Based on webmaster feedback and other considerations, Google expanded its support to allow webmasters to submit the rel=”alternate” hreflang=”x” annotations in sitemaps.

How-to:
Imagine you own the following pages:
http://www.example.com/pageA/ – targeting English speakers
http://ca.example.com/pageA/ – targeting English speakers in Canada
http://mx.example.com/pageA/ – targeting Spanish speakers in Mexico

    In the same way webmasters need to specify the language, country and URL when using rel=”alternate” hreflang=”x” annotations as an HTML element, similarly, they will still be required to specify these attributes when submitting the annotations in sitemaps. As a result, your sitemap may look similar to the snippet below. By specifying these attributes, Google will be better equipped to consolidate signals for all pages, thus rendering a more consistent and relevant URL in each Google country top level domain. Consequently, this can potentially increase conversion, reduce bounce rates, and improve the overall user experience.

    <?xml version=”1.0″ encoding=”UTF-8″?>

    <urlset xmlns=”http://www.sitemaps.org/schemas/sitemap/0.9″

    xmlns:xhtml=”http://www.w3.org/1999/xhtml”>

    <url>

    <loc> http://www.example.com/pageA/</loc>

    <xhtml:link

    rel=”alternate”

    hreflang=”en-ca”

    href=”http://ca.example.com/pageA/”

    />

    <xhtml:link

    rel=”alternate”

    hreflang=”es-mx”

    href=”http://mx.example.com/pageA/”

    />

    <xhtml:link

    rel=”alternate”

    hreflang=”en”

    href=”http://www.example.com/pageA/”

    />

    </url>

    <url>

    <loc>http://mx.example.com/pageA/</loc>

    <xhtml:link

    rel=”alternate”

    hreflang=”en-ca”

    href=”http://ca.example.com/pageA/”

    />

    <xhtml:link

    rel=”alternate”

    hreflang=”en”

    href=”http://www.example.com/pageA/”

    />

    <xhtml:link

    rel=”alternate”

    hreflang=”es-mx”

    href=”http://mx.example.com/pageA/”

    />

    </url>

    <url>

    <loc>http://ca.example.com/pageA/</loc>

    <xhtml:link

    rel=”alternate”

    hreflang=”en”

    href=”http://www.example.com/pageA/”

    />

    <xhtml:link

    rel=”alternate”

    hreflang=”es-mx”

    href=”http://mx.example.com/pageA/”

    />

    <xhtml:link

    rel=”alternate”

    hreflang=”en-ca”

    href=”http://ca.example.com/pageA/”

    />

    </url>

    </urlset>

    Note: When using this approach, you must specify the xhtml namespace as shown above (third line of code) and define a separate cluster of equivalent URLs per each individual URL (including itself).

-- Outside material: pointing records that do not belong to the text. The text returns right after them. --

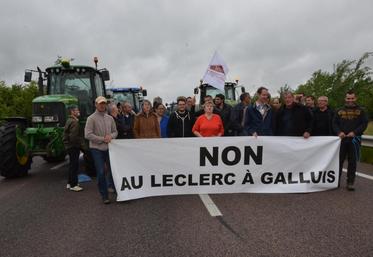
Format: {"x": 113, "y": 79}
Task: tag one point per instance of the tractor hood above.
{"x": 66, "y": 99}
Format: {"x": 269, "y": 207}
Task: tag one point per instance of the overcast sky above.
{"x": 166, "y": 46}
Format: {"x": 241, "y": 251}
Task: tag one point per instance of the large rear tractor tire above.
{"x": 15, "y": 160}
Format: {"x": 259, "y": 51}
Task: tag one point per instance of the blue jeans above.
{"x": 100, "y": 158}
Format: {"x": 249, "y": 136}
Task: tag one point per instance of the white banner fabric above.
{"x": 172, "y": 166}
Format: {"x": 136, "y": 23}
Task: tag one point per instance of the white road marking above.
{"x": 361, "y": 175}
{"x": 210, "y": 205}
{"x": 60, "y": 165}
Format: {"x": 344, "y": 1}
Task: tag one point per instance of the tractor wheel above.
{"x": 51, "y": 159}
{"x": 15, "y": 161}
{"x": 89, "y": 166}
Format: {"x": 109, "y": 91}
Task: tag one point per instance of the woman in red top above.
{"x": 208, "y": 124}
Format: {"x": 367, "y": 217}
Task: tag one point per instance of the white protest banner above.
{"x": 172, "y": 166}
{"x": 216, "y": 72}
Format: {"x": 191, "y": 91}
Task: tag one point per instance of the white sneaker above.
{"x": 76, "y": 189}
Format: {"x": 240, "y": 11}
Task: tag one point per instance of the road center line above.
{"x": 361, "y": 175}
{"x": 210, "y": 205}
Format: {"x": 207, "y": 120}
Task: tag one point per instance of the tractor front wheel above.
{"x": 15, "y": 160}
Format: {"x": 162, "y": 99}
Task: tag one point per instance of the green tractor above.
{"x": 66, "y": 85}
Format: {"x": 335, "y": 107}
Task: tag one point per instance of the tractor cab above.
{"x": 66, "y": 85}
{"x": 230, "y": 92}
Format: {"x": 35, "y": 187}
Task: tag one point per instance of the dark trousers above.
{"x": 101, "y": 160}
{"x": 350, "y": 150}
{"x": 73, "y": 166}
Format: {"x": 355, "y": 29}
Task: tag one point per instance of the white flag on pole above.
{"x": 216, "y": 72}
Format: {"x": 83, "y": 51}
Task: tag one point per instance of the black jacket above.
{"x": 347, "y": 119}
{"x": 293, "y": 121}
{"x": 180, "y": 124}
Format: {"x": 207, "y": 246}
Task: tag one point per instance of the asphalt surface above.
{"x": 39, "y": 217}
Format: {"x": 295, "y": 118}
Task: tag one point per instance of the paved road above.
{"x": 39, "y": 217}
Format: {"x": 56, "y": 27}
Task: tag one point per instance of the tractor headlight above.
{"x": 50, "y": 118}
{"x": 37, "y": 119}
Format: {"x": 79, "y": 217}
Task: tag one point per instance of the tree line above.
{"x": 16, "y": 100}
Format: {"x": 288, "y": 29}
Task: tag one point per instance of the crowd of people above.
{"x": 292, "y": 115}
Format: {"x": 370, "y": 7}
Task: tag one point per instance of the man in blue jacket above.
{"x": 258, "y": 120}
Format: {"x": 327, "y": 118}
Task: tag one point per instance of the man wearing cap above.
{"x": 100, "y": 129}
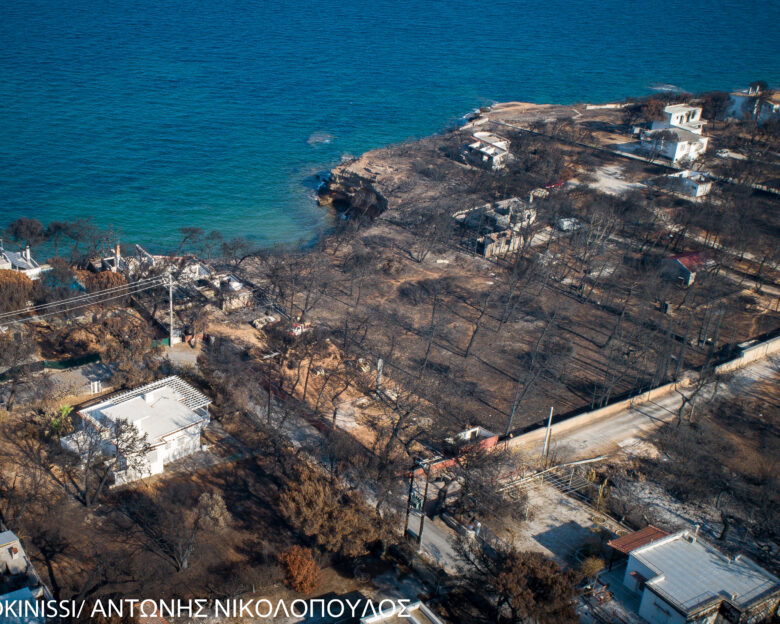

    In conclusion, we have identified several reasons why it is more advantageous to submit rel=”alternate” hreflang=”x” annotations in sitemaps, as opposed to incorporating them as an HTML element. The primary advantage appears to be that by choosing to relocate this information from the HTML file to the sitemap, the HTML file remains smaller – positively impacting page load time, which champions the user experience and the overarching SEO campaign. Another reason we see value in using the sitemap for submissions can simply be attributed to ease-of-use. The implementation using sitemaps will most likely be far less complex; who wouldn’t rather update a single sitemap file as opposed to each individual HTML page?

    This technique is representative of one more undertone used to aid Google in rendering the most relevant results. Google aggregates all signals and ultimately renders the most relevant pages based on the user’s location and language. That said, we don’t recommend using this method on a standalone basis.  Rather, it should be one of the elements incorporated into all international SEO campaigns, especially since Bing has yet to adopt this approach.